For as long as I can remember, I’ve named all my dolls Susan. Strange right? Especially since I had no idea why I persisted in naming all of them Susan. It’s not like I got rid of Susan 1 then received Susan 2 into my life. Nope the susans were concurrent. At one time I had as many as four or five susans lined up along a shelf or shoved in a drawer.
There is one exception. I formally named (there was a certificate and everything) my second Cabbage Patch Kid Augustina. She was “born” Augusta. But when I adopted her (through the formal Cabbage Patch Adoption system) the six year old me couldn’t bear to have a doll with such a hideous name, so I changed it.
At the time I wanted to use a name that was close to her original name to give her some sense of permanence considering the trauma she must have felt in losing her “birth” family. (I know, deep…and possibly troubled.) So Augusta with her blond braids and bright blue eyes became Augustina and shamefully was less loved than my other dolls who were all properly named Susan.
The reason I’m sharing this somewhat strange susan habit is that I’ve finally discovered the reason and it all comes down to books. While reading The WIlder Life, an autobiography of a woman’s open and proud obsession with Little House, I remembered (or rather read) that the Little House Laura had a doll named…Susan. With that memory came a certainty that Laura Ingalles Wilder is the reason for my susan obsession. I don’t think I ever consciously decided to imitate her but I know that the books had a deep impact on my life and I know now that’s why I’ve named every doll Susan ever since. It just feels true.
As a child I would have given just about anything to live in Laura’s world, or for that matter Anne’s world, or Dorothy’s world. Every book I loved just ended too soon. There never seemed to be enough story to satisfy me. I’m strangely happy to think that books have effected my life so profoundly. I hope one day I have the chance to impact someone’s life that way.

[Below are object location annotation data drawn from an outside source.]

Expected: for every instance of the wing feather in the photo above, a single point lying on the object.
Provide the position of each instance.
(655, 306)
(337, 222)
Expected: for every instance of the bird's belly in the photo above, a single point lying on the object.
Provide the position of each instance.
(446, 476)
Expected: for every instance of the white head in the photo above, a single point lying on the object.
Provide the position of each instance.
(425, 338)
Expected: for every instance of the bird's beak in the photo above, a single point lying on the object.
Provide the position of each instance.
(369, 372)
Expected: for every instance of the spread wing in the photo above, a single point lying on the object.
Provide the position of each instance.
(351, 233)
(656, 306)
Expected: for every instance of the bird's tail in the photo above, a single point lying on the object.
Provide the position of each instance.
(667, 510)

NB. Am I the only one who remembers the Barbapapas? I was accused of having hoarding tendencies for wanting to buy a piece of Barbapapa memorabilia the other day. But I ask you, who wouldn’t want a glass Barbapapa bottle in which to store all your important fluids…or buttons…or something less weird. Pretend I said something less weird.
Sharing: – A friend suffered a loss the other day. I wrote the following poem for their card and thought I’d share. It was inspired by my favourite poem with the sentiment that love is not lost with those we love.
I once feared the passage of time after loss.
That an imperfect memory would fade.
So in fear I held them, knuckles white, visiting each memory through aching muscle.
But each visit I knew my efforts were not enough. They were slipping, silk on silk. I mourned my failure.
Then the moments came.
A china cup with Alice in pastels. She’d have rolled her eyes.
A glass of wine tipped onto linen. She’d have been so mad.
The scent of rain-wet sage. She’d have yelled, “Window’s wide!”
And she was there. Not the white knuckle moments. Not the days I feared to lose, but her. In everything.
And I smiled.
And I grieved.
And it was ok.
Love does not fade in the sun.
Love is not lost in the dark.
Love, in the most fragile vessel, could never spill.
In The Wilder Life, Wendy McClure describes Laura World, the place the author and reader of the Little House series create in thier minds to support the story and their own fantasies. I’ve had very clear Laura World moments playing in creeks and pretending I could trip out of my life and onto the prairie. I’d romanticized the prairies to such a point that when I first saw a tumble weed I shrieked in excitement (I was in my 20s).
Think back to your favourite book as a child. Did you dream about entering Narnia or OZ? Did you imagine you could step back in time to visit Laura or another period in history? Imagine that you had that opportunity. What would you do? Would you try to go native and live the life as the characters had? Or, would you be a powerful “wizard” who brought technology and ideas from our reality into the story world? Step into that world and write what you find. Happy writing.